Chat Completions
Create a model response for a given conversation. Accepts a list of messages and returns the model's next reply. Use this endpoint to power chat interfaces, AI assistants, content generation, and any text workflow.
This page documents the OpenAI-compatible Chat Completions endpoint. Use the openai Python package or any OpenAI-compatible SDK with OPENAI_BASE_URL=https://api.linkharbor.ai/v1. For Anthropic Messages API, use /anthropic/v1/messages instead.
Request Body
The ID of the model to use. Retrieve available models from GET /v1/models and replace your-model-name with a real ID from the live catalog.
A list of messages that make up the conversation. The model uses this history to generate the next reply.
The role of the message author. One of: system (sets assistant behavior), user (human input), or assistant (prior model replies).
The text content of the message.
If true, the response is streamed back as Server-Sent Events (SSE) instead of a single JSON object. Each chunk contains a delta with the incremental content. The stream ends with data: [DONE].
Sampling temperature. Higher values (e.g. 0.9) produce more creative, varied output. Lower values (e.g. 0.2) make responses more focused and deterministic. Adjust this or top_p, not both.

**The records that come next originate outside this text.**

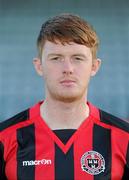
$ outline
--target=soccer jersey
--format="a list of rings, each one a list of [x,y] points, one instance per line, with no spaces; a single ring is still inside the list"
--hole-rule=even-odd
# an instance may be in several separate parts
[[[0,123],[0,180],[129,179],[129,124],[91,103],[75,130],[51,130],[40,105]]]

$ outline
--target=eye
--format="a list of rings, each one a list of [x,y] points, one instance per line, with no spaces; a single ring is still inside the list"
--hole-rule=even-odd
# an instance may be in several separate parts
[[[58,56],[51,57],[50,60],[52,60],[52,61],[58,61],[58,60],[60,60],[60,57],[58,57]]]
[[[79,56],[75,56],[75,57],[74,57],[74,60],[76,60],[76,61],[83,61],[83,60],[84,60],[84,58],[79,57]]]

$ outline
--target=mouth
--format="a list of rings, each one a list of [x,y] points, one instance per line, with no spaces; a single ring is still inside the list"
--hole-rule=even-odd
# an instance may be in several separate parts
[[[76,83],[76,81],[70,80],[70,79],[65,79],[65,80],[60,81],[60,83],[64,86],[72,86]]]

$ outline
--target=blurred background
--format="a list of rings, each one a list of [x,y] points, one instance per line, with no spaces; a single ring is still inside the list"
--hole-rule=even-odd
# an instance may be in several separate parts
[[[129,0],[0,0],[0,121],[44,98],[32,60],[41,24],[75,13],[100,37],[101,70],[91,81],[89,101],[129,118]]]

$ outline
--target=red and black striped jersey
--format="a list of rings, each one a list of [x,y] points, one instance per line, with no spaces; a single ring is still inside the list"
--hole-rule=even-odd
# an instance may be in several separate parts
[[[81,126],[60,134],[40,116],[41,103],[0,123],[0,180],[129,179],[127,122],[88,103]]]

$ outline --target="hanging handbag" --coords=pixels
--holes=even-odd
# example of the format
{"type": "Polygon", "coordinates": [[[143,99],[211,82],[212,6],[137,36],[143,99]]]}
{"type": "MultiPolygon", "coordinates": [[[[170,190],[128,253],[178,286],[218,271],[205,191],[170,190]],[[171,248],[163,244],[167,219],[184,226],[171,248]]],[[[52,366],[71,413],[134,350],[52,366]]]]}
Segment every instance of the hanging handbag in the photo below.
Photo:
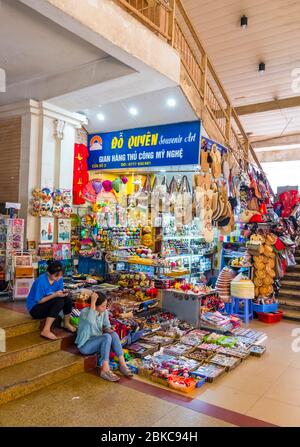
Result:
{"type": "Polygon", "coordinates": [[[175,219],[178,224],[188,225],[191,223],[192,216],[192,191],[186,175],[182,177],[182,181],[177,194],[175,203],[175,219]]]}
{"type": "Polygon", "coordinates": [[[179,191],[179,185],[177,183],[175,176],[173,176],[172,180],[170,181],[169,186],[168,186],[170,213],[171,214],[174,214],[175,203],[177,200],[178,191],[179,191]]]}

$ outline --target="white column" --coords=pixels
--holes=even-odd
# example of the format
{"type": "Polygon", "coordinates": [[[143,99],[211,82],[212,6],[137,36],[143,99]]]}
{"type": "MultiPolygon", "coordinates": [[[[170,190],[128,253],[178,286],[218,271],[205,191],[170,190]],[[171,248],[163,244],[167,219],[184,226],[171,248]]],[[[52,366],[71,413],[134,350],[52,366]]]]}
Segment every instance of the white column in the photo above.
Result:
{"type": "Polygon", "coordinates": [[[33,100],[0,107],[0,117],[12,116],[22,117],[20,217],[26,220],[26,239],[38,241],[39,218],[30,214],[32,190],[36,187],[72,190],[75,131],[87,124],[87,119],[33,100]]]}

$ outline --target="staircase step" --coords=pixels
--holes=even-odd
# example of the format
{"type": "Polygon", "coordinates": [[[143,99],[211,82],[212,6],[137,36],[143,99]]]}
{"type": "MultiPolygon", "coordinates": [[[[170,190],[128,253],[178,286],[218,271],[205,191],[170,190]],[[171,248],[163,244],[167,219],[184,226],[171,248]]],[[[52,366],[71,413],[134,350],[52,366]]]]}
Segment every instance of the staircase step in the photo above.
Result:
{"type": "Polygon", "coordinates": [[[300,309],[300,299],[297,300],[297,298],[289,298],[289,297],[283,297],[280,296],[278,297],[278,301],[280,303],[280,305],[282,306],[290,306],[290,307],[294,307],[295,309],[297,309],[299,307],[300,309]]]}
{"type": "Polygon", "coordinates": [[[285,281],[286,279],[289,281],[291,280],[291,281],[300,282],[300,274],[299,274],[299,272],[287,272],[284,275],[284,278],[281,280],[281,282],[285,281]]]}
{"type": "Polygon", "coordinates": [[[0,369],[59,351],[60,346],[61,340],[46,340],[39,331],[10,337],[6,351],[0,353],[0,369]]]}
{"type": "Polygon", "coordinates": [[[280,308],[283,311],[283,318],[286,320],[300,321],[300,310],[280,308]]]}
{"type": "Polygon", "coordinates": [[[287,273],[290,273],[290,272],[294,272],[294,273],[298,272],[298,273],[300,273],[300,264],[292,265],[290,267],[287,267],[286,271],[287,271],[287,273]]]}
{"type": "Polygon", "coordinates": [[[296,297],[300,299],[300,290],[281,288],[279,291],[279,296],[280,295],[284,295],[285,297],[296,297]]]}
{"type": "Polygon", "coordinates": [[[84,371],[83,358],[65,351],[0,370],[0,405],[84,371]]]}
{"type": "Polygon", "coordinates": [[[26,314],[0,308],[0,328],[4,329],[6,338],[37,331],[40,324],[39,320],[33,320],[26,314]]]}
{"type": "Polygon", "coordinates": [[[296,278],[294,279],[286,279],[286,277],[284,279],[281,280],[281,288],[282,289],[300,289],[300,278],[299,280],[297,280],[296,278]]]}

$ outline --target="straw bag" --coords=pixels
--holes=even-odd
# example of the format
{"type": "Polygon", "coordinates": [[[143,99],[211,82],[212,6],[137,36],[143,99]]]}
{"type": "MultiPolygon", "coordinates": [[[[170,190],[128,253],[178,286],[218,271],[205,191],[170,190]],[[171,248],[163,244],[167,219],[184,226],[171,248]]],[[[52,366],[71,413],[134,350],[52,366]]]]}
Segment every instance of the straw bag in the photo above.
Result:
{"type": "Polygon", "coordinates": [[[192,222],[192,191],[186,175],[182,177],[174,208],[177,223],[188,225],[192,222]]]}
{"type": "Polygon", "coordinates": [[[169,203],[170,203],[170,213],[174,214],[175,203],[177,201],[179,185],[177,183],[176,178],[173,176],[172,180],[168,186],[168,194],[169,194],[169,203]]]}
{"type": "Polygon", "coordinates": [[[218,179],[221,177],[221,152],[218,150],[215,144],[212,147],[211,158],[211,172],[213,177],[218,179]]]}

Maximum number of tokens to generate. The total of input tokens and this value cannot exceed the model's context window. Omit to use the model's default maximum.
Response
Returns a chat completion object. On success, the HTTP status is 200. On error, a JSON object with error type and message is returned instead.
Unique identifier for this completion, prefixed with chatcmpl-.
The model that generated this completion.
Array of generated choices. Each contains a message with role and content, and a finish_reason (e.g. stop when the model completes naturally, length when max_tokens is reached).
Token usage statistics for this request.
Number of tokens in the input messages.
Number of tokens in the generated response.
Total tokens used (prompt + completion).